Case Studies
#1
Client is a family-owned, medium size company in a mature, multi-billion dollar industry. The client has two basic issues.
The first is that its traditional market channels are changing, shifting and becoming more and more competitive. Top line growth is constrained and other channels are difficult to enter with satisfactory margins.
The second is that the cost of a key raw material has sky rocketed, imparting cost pressure (perhaps permanently) on the company – from the bottom up. Furthermore, the market is slow to absorb need price increases. The client has been family owned for almost 100 years and the drive to maintain the family legacy is strong. A sale of the business is not a desirable goal – and the timing of a sale could be bad.
The company is very good with manufacturing systems and project management but there is not a core sense of entrepreneurialism with regard to new opportunity identification and development.

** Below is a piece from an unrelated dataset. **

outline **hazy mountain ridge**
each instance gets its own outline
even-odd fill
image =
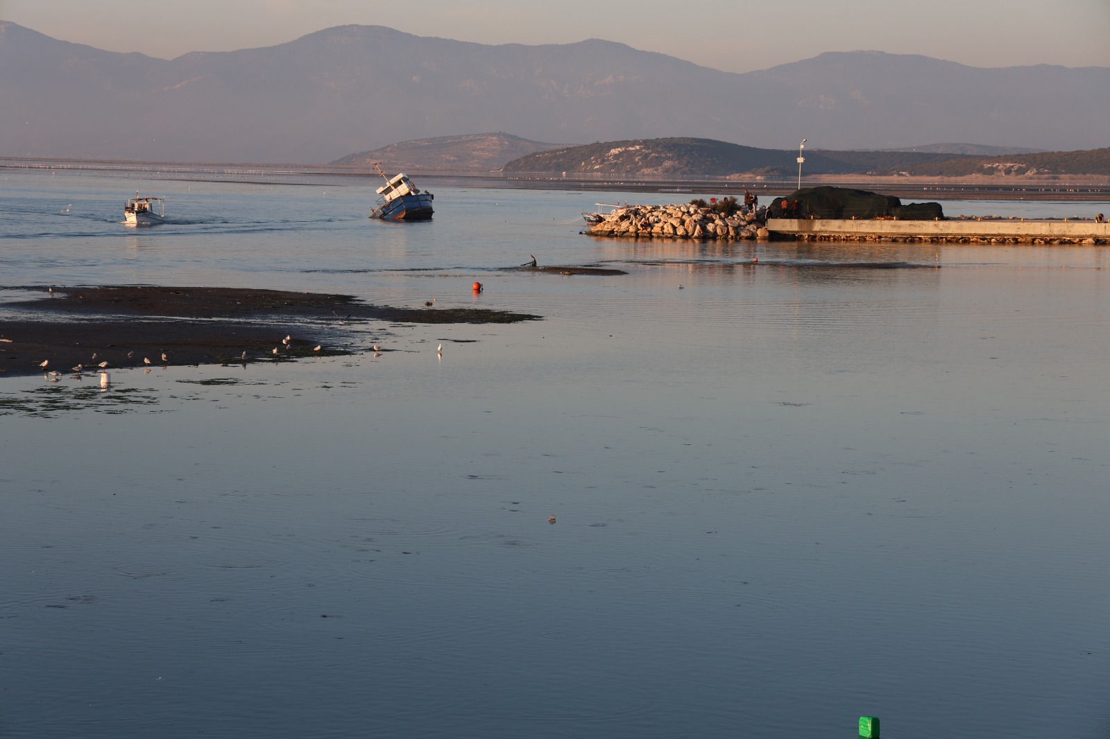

Solution: Client and TCM agree upon a list of operating companies involved in lines of business not in competition with, or as a customer of, the client. TCM approaches each company directly - inquiring into their willingness of to enter into joint venture, strategic alliance (or other form of long term business agreement, conversations. At the end of the process, the client has a working knowledge of alternatives for growth, including the possibility of merger without damaging or eliminating the family legacy. The merger would put the client into a very high growth and profitable new mode. The client is now able to choose between a go-it-alone strategy or a merger strategy. TCM has facilitated the development of meaningful choices for the family.
#2
Client is a family-owned, small, but successful, twenty year operator in a mature, multi-billion dollar industry. The client has an interesting task. The family has decided to sell the entire business at the highest possible price – in three years. The company was founded by the father, who, after nearly losing the business in the beginning, has managed the company in order to avoid risk. The strategic mantra was “Why grow for growth’s sake?” The issue with the mantra is that the sale price will most likely be limited due to the lack of historical growth (that can be studied by potential acquirers of the business.)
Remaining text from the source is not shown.